"Our greatest fear is not that we are inadequate, but that we are powerful beyond measure. It is our light, not our darkness, that frightens us. We ask ourselves, 'Who am I to be brilliant, gorgeous, handsome, talented and fabulous?' Actually, who are you not to be? You are a child of God. Your playing small does not serve the world. There is nothing enlightened about shrinking so that other people won't feel insecure around you. We were born to make manifest the glory of God within us. It is not just in some; it is in everyone. And, as we let our own light shine, we unconsciously give other people permission to do the same. As we are liberated from our fear, our presence automatically liberates others." - Nelson Mandela
This quote was said in Akeelah and the Bee which was showing on The Disney Channel yesterday. This quote shows that I am not afraid of growing up, of making decisions. The thing I am most afraid of is ME! I don't feel, right now, that I am gorgeous, or brilliant, or fabulous. I don't feel like I deserve anyone to date or marry since I am not the best person. I am still as closed off as I was a year ago, even if I feel that I have changed. Don't get me wrong, I know that I have grown, that I have changed, that things will get better. But, why does life have to be so hard? Why did I do the things that I did? Why did I allow myself to be broken?
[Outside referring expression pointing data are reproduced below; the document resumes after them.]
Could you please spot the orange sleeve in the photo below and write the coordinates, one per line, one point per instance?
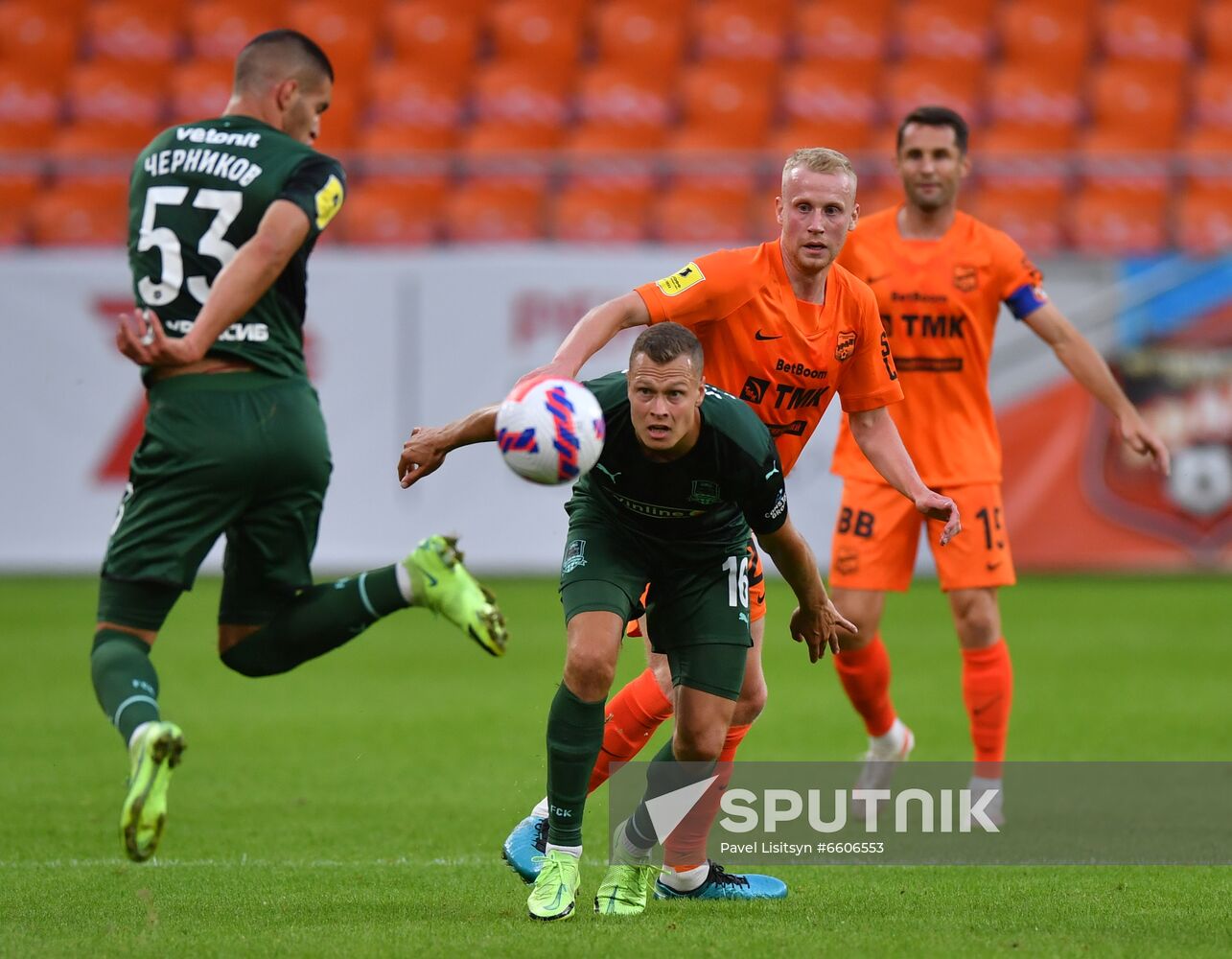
(704, 290)
(872, 380)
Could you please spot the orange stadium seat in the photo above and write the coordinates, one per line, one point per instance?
(1119, 221)
(433, 35)
(393, 211)
(30, 106)
(917, 82)
(1216, 30)
(482, 212)
(830, 30)
(33, 35)
(701, 215)
(1204, 223)
(133, 31)
(220, 29)
(81, 215)
(541, 33)
(199, 89)
(1137, 106)
(642, 34)
(113, 91)
(344, 31)
(587, 214)
(1050, 38)
(723, 106)
(732, 30)
(1146, 30)
(1032, 216)
(941, 30)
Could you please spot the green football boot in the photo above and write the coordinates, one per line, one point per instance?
(556, 890)
(626, 884)
(440, 582)
(151, 757)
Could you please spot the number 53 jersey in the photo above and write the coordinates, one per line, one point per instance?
(198, 194)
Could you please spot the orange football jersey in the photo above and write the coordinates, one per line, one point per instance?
(781, 355)
(939, 302)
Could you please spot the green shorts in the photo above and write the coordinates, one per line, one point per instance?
(697, 613)
(241, 454)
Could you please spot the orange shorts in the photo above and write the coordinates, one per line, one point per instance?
(756, 591)
(877, 532)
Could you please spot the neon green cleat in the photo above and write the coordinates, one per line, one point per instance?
(440, 582)
(626, 884)
(151, 756)
(556, 890)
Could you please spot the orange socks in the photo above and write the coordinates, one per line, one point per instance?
(686, 846)
(865, 676)
(987, 691)
(634, 713)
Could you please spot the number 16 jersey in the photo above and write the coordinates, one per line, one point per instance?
(198, 194)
I hate you. I hate everything you put me through. I hate you for making me feel like I HAD to do something, when really I didn't. I hate you for saying that you loved me, and for me believing it. I hate you for breaking me, but the thing I hate the most is that I can't hate you at all. I can't bring myself to hate you, or anyone else who has, or will, hurt me. I just wish that things had happened different.
Life, my friends, can be hard. It can be tough, sorrowful, and make you want to scream. But, life is also beautiful. Life can bring joy, happiness, fun, and make you want to scream from the buildings that you love life! Time will tell what happens to me, but I sure hope that I can get better, and that I can find someone who will help me feel good, that I will help him feel good, and that we can lift each other and get closer to God with each other. That's what I need. But, for right now, I will focus on my relationship with my Heavenly Father. That is the one and only relationship I need right now.
Help me get through this, Lord. I know I'm probably making it harder than it needs to be, but with your help, that will change.
Sorry for the random blog. It just needed to come out.